I worked for many years as a Housing Officer in some of the most economically and socially deprived areas of North Tyneside. I worked closely with Probation Services, Drug and alcohol treatment centres and Homeless charities. I’ve always found that real life people and situations are always far more interesting.
Where do you find your inspiration? Are there any particular places or incidents you draw on when you find yourself with writer’s block?
My inspiration is often the wonderful characters that I have come into contact with over the years, be it through work situations, or on public transport or even the local supermarket. When it comes to writers block I try to think of subplots for my characters. I think about a particular incident or character that I have had to deal with in the past. How would they react to that situation? What would they do? How would it affect their life?
What books do you read yourself and how do they influence your writing?
I love British Crime fiction, in particular, Ian Rankin, Peter James, Martina Cole, Mark Billingham and Peter Robinson. I love the way their characters interact with each other with workplace banter. Ian Rankin is especially good at this in his Rebus Novels.

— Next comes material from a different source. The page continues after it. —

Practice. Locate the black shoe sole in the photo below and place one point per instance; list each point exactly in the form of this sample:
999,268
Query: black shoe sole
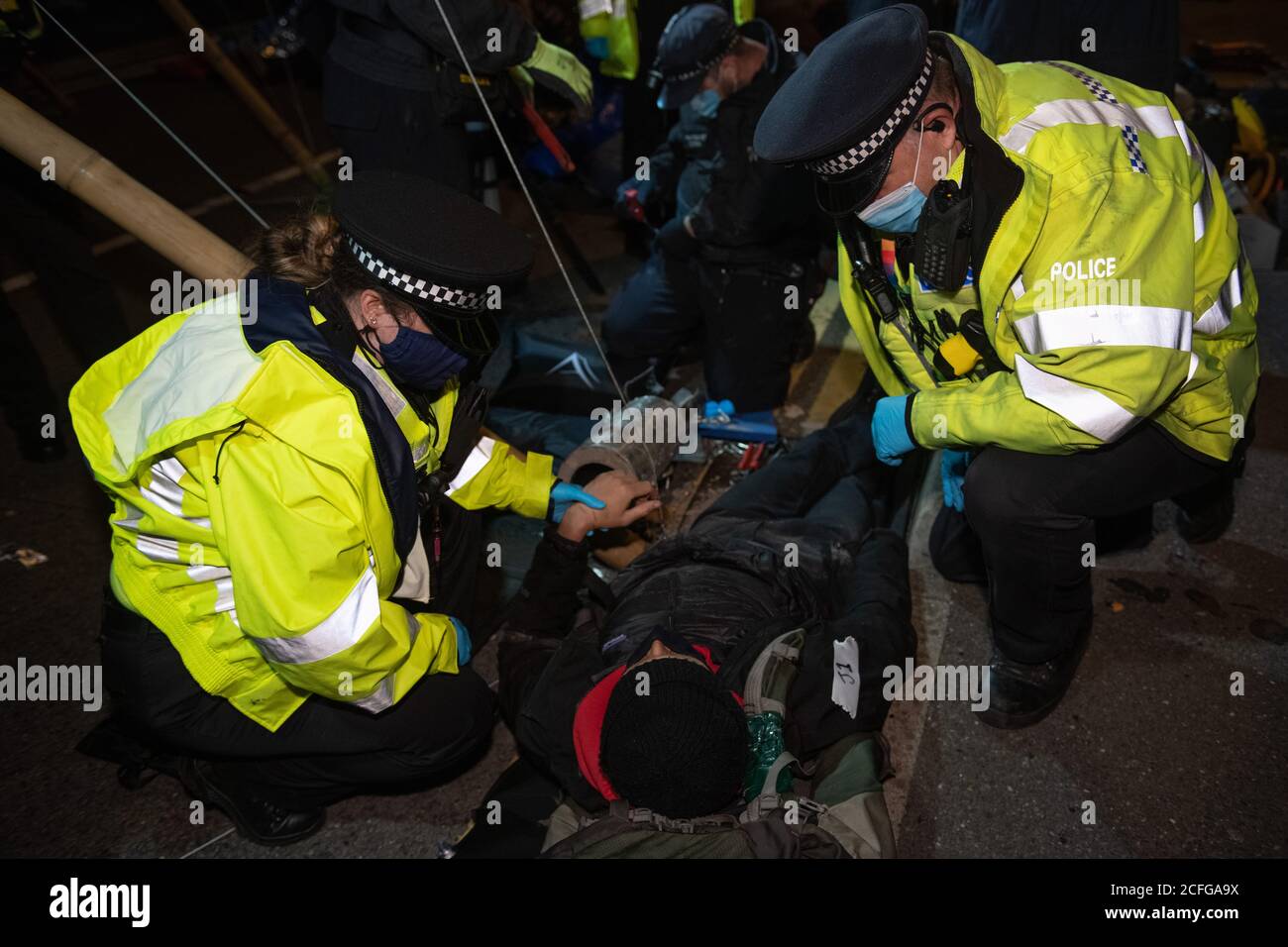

If you could collaborate with anyone, living or dead, on a writing project, who would it be and why?
I would love to work on a screenplay with Quentin Tarrantino. I just love his dark humour and how he writes the dialogue between his characters. It would also help me get an insight into how he successfully gets his ideas from paper onto the big screen. Pure genius.
Do you have any projects coming up that you are particularly excited about?
I have started writing my next novel, so finishing that would be good. I’m also really hoping to improve my website as well as putting together a newsletter and increasing my mailing list. I also hope to be more active on twitter and in the creative writing groups on Facebook.
Are there any new books or writers that you are looking forward to coming up?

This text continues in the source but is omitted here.